La Vierge comme modèle sacré du clergé
Motif iconographique
La composition de ce tympan s’articule sur la Vierge à l’Enfant, placée au centre en tant que Trône de Sagesse : elle est la mère du Christ-Enfant et, en ce sens, mère du Verbe incarné. Ce motif présente la Vierge en tant que tabernacle pur suffisamment digne pour accueillir le Verbe qu’elle a offert et présente au monde, sans que le sceau de sa virginité ait été brisé. Les qualités sous-jacentes à ce motif font qu’il couvre aussi bien Marie mère vierge de Dieu que l’Église-assemblée en tant qu’entité abstraite sur laquelle se reportent sa pureté et sa sacralité (voir Le nouveau peuple saint).

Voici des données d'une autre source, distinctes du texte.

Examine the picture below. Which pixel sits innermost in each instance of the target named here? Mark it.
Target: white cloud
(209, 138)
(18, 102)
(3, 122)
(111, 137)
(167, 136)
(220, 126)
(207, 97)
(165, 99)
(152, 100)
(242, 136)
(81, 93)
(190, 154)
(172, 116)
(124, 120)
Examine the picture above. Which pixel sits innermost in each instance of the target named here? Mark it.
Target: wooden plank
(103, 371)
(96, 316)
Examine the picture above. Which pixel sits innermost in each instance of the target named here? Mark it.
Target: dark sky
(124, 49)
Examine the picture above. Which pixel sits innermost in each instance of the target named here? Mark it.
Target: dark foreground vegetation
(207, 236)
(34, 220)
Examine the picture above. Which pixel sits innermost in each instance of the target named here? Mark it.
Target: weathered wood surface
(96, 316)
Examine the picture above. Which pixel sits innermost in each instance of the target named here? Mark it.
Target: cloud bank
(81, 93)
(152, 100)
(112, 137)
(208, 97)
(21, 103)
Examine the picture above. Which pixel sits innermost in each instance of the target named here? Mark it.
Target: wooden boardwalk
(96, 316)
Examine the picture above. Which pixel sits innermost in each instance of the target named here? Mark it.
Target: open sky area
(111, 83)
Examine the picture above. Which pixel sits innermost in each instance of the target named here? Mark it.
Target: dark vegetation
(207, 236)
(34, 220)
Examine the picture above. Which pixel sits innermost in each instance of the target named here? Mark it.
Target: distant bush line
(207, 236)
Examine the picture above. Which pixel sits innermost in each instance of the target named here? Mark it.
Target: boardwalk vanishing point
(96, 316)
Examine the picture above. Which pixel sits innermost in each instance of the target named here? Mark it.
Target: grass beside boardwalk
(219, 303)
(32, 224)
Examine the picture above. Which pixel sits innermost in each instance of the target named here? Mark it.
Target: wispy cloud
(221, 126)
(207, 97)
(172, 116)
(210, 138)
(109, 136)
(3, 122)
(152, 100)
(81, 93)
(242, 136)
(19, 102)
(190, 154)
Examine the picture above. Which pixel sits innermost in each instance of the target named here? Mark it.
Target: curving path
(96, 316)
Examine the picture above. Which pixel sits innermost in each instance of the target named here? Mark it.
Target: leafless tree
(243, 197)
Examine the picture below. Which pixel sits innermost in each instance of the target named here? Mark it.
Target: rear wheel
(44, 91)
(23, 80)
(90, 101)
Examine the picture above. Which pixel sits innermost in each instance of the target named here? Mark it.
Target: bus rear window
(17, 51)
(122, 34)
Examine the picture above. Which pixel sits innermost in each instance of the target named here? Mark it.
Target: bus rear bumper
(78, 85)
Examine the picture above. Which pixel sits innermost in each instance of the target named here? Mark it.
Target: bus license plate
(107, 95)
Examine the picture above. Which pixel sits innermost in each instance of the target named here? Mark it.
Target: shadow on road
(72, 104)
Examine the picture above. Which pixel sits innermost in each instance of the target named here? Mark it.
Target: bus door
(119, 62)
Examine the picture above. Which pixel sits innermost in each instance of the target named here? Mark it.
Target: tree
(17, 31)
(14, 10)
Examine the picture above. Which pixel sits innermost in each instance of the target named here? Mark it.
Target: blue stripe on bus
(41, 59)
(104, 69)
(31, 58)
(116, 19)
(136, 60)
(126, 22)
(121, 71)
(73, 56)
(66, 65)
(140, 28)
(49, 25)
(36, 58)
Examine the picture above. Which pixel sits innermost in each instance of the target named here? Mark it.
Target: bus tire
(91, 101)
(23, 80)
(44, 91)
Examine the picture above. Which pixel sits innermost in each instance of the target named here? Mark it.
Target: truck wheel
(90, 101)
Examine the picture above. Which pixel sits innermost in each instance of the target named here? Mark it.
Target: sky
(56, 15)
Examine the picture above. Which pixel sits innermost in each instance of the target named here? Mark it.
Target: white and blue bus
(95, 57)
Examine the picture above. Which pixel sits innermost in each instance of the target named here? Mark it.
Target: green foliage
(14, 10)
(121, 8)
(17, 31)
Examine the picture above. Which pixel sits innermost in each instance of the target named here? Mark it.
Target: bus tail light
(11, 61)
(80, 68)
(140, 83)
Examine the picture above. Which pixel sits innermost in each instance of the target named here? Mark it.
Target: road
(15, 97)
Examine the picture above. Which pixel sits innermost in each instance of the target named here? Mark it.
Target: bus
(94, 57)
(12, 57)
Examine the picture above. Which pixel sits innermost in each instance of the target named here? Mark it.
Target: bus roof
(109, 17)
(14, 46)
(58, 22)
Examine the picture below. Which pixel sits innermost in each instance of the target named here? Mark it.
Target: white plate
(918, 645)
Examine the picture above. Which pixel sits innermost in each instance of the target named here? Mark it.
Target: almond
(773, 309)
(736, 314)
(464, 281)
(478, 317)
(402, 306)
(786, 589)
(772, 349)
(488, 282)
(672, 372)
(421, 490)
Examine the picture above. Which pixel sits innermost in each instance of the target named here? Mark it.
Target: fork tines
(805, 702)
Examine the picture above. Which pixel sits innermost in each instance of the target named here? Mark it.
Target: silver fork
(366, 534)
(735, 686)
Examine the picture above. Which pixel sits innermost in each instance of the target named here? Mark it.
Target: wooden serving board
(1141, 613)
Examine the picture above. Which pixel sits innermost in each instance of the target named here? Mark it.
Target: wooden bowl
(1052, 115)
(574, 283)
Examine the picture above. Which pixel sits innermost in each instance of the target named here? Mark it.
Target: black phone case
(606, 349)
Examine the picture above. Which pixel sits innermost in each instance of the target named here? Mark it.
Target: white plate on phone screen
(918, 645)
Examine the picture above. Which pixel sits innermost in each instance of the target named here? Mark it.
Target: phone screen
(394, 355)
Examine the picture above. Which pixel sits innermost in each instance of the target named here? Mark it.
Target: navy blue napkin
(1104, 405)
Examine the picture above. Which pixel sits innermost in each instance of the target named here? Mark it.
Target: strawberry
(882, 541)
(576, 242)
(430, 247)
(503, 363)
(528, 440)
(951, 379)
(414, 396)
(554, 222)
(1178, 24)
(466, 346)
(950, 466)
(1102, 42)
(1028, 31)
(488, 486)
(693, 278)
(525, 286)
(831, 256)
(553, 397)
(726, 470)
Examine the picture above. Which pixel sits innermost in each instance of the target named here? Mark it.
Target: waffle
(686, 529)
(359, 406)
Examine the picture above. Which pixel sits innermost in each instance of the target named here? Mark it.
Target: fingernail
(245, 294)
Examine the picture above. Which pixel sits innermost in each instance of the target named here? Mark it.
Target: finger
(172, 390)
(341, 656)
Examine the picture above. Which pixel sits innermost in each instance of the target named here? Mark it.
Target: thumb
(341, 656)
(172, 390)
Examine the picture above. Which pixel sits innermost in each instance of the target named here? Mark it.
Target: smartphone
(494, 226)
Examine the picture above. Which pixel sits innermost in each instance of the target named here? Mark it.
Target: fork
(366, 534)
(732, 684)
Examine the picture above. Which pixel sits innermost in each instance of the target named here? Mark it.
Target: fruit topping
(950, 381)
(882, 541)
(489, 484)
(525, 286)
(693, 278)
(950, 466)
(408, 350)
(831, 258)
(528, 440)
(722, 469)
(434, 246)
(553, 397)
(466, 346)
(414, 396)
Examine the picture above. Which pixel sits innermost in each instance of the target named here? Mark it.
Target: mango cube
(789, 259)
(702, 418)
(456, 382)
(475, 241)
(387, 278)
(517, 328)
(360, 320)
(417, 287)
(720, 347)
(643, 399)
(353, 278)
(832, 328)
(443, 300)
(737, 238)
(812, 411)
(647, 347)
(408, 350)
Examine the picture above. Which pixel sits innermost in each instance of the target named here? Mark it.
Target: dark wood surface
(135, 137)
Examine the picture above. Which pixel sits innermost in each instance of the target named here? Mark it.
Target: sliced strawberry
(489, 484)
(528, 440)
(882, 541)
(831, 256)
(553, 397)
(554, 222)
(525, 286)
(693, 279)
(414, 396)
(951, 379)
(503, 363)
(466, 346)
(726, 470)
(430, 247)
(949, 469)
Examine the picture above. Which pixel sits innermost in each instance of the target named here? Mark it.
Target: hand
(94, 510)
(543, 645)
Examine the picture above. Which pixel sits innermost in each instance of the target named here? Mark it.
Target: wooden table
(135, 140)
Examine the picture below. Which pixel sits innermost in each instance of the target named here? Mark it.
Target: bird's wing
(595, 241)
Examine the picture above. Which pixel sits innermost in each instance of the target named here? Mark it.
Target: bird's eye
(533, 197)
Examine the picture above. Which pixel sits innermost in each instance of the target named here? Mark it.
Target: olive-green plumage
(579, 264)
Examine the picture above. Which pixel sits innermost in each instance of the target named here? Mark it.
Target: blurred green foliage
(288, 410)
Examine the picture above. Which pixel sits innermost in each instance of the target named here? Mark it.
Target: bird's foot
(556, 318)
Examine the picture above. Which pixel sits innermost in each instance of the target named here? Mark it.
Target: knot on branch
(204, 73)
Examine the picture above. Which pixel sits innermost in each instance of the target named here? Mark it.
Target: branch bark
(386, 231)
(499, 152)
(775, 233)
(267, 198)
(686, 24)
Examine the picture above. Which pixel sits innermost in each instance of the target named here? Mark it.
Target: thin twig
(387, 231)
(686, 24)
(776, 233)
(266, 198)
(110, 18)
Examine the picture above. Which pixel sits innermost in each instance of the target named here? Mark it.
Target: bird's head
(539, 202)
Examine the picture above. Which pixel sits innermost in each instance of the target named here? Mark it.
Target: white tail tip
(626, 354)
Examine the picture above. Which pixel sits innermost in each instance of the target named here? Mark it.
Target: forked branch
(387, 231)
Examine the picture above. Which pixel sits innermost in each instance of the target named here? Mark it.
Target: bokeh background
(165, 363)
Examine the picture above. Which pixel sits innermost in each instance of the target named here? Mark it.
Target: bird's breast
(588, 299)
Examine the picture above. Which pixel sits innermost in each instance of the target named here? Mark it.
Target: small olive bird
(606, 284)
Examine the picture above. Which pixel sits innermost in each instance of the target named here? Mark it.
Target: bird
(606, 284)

Elle se présente également sur ce tympan comme le sanctuaire d’une église. Elle est surmontée d’un baldaquin (un ciborium) semblable à celui élevé au-dessus de l’autel, garante en cela de la présence du Christ qu’elle porte en ce lieu sacré. Ce baldaquin est surmonté d’une architecture qui évoque une cité et la Vierge, qui est couronnée, fait l’objet d’une liturgie céleste (deux anges à l’encensoir) pour rappeler que ce sanctuaire s’étend au royaume céleste sur lequel la Vierge règne avec le Christ.
Cette composition à première vue parfaitement centrée se lit en réalité de droite à gauche comme un acte de donation. Un roi agenouillé dans l’écoinçon droit est précédé par un ange qui porte pour lui une coupe figurant son offrande. Le roi déroule un phylactère sur lequel son identité et la nature de son offrande étaient peut-être inscrites. Dans la partie gauche du tympan, un évêque, lui aussi positionné derrière un ange, présente un autre rouleau qui donnait sans doute des informations complémentaires. Derrière l’évêque, un scribe assis, logé dans l’écoinçon gauche du tympan, consigne dans un livre l’acte de donation du roi.
Ce tympan présente donc une donation royale à son Église (la cathédrale parisienne) et sa composition respecte en tous points celle d’une offrande des trois Rois mages par ailleurs présentés devant Hérode sur le linteau, exactement sous le roi donateur du tympan [M. Beaud, 2022].
L’image montre certes le rôle d’intermédiaire qu’a pris le clergé dans l’offrande au Christ (voir L’Église comme intermédiaire de l’offrande à Dieu), mais elle explique également la légitimité que se donne le clergé pour que ce rôle soit accepté. Dans les faits, le roi donne à l’évêque, mais l’image montre une offrande destinée, via un ange, au sanctuaire céleste où règnent la Vierge et l’Enfant. Or, c’est bien comme un membre de ce corps sacré que se présentent l’évêque et son scribe, à la place que tiendrait Joseph, l’époux de Marie, dans une scène d’Offrande des Rois mages. L’évêque est donc pleinement à sa place en ce lieu sanctuarisé par la Vierge garante de la présence du Christ : son phylactère se superpose en cela au vêtement de l’ange alors que le roi est mis en retrait de ce lieu par le vêtement son ange intercesseur qui couvre le bas de son corps.
Si l’identification de l’évêque et du roi a posé de question [L. D. Gerfand, 2002], l’équilibre entre les figures reste inchangé : les ministres du Christ sont incorporés à Vierge présentée comme une personnification du sanctuaire céleste. La virginité de Marie, comme modèle de sacralité, s’était très tôt reportée dans l’histoire chrétienne sur l’entité Église-assemblée, elle se reporte, après le tournant grégorien sur l’entité Église institutionnelle, au sens du clergé et de ses membres.